The Facebook messenger bug of 2019: A reference copying bug in Facebook's messenger app caused private messages to appear in wrong conversations. Developers had reused message object references across different chat threads, leading to a critical privacy breach affecting thousands of users before emergency patches were deployed.

Why JavaScript uses references: JavaScript's design prioritizes performance and memory efficiency. Copying large objects by default would cause significant performance penalties. The language assumes developers understand reference semantics, but this assumption has led to countless bugs in production applications.

Modern framework solutions: React's immutability requirements and Redux's reducer patterns emerged partly as responses to reference mutation bugs. Tools like Immer now provide immutable update patterns while maintaining familiar mutation syntax, preventing reference-related state corruption.

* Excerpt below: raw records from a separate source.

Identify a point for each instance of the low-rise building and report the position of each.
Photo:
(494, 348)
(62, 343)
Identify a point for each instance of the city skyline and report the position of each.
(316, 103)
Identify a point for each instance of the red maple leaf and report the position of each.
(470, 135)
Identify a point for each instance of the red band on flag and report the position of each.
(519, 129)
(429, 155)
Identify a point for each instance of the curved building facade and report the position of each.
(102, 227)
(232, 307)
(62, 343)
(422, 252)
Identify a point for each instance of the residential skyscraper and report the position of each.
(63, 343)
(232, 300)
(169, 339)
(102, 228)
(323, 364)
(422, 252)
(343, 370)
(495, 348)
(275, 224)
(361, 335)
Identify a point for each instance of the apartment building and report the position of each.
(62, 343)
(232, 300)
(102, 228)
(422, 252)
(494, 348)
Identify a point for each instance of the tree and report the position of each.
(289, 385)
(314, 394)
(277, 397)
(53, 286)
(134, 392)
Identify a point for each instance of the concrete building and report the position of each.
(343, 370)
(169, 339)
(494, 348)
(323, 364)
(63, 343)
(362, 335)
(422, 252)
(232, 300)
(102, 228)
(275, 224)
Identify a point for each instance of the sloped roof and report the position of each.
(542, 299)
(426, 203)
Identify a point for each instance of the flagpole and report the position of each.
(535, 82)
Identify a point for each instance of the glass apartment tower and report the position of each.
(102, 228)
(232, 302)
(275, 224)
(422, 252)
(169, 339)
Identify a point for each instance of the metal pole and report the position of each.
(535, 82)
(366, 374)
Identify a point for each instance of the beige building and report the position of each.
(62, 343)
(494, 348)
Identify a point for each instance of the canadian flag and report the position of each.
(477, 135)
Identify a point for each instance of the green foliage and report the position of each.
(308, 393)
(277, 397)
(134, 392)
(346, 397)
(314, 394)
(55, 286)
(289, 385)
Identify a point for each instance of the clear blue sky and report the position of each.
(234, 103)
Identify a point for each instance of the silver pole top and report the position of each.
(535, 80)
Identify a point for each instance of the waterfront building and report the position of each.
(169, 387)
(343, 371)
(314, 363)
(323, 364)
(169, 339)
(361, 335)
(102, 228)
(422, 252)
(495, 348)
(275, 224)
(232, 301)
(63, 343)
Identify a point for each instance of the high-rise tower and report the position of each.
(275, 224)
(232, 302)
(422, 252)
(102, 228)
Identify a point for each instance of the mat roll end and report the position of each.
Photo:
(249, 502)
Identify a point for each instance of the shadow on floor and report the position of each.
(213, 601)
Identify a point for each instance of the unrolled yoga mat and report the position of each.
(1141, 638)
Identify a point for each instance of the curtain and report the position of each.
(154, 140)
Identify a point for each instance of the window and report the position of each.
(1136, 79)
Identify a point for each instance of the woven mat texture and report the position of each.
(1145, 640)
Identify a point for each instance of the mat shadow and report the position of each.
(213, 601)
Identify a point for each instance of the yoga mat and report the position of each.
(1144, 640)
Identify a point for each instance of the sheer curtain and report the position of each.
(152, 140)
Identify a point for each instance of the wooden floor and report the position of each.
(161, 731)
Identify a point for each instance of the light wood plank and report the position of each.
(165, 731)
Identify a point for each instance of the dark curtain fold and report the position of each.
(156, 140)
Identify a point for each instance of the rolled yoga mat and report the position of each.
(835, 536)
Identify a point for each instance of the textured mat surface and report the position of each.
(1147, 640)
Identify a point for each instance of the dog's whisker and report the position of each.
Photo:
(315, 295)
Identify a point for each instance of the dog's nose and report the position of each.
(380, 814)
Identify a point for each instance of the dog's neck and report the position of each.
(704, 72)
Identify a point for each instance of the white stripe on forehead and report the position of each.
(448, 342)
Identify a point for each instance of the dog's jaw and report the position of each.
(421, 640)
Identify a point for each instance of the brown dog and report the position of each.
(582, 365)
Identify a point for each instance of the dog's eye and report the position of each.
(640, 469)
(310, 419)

Master Reference vs Copy: Implementation Guide

Choose spread operator for shallow copies when updating state in React or Redux, ensuring first-level properties are truly independent. For nested objects, combine multiple spreads or use libraries like Lodash's cloneDeep. Remember that reference assignment is powerful for performance but dangerous for mutable operations - use it only when you explicitly want shared references.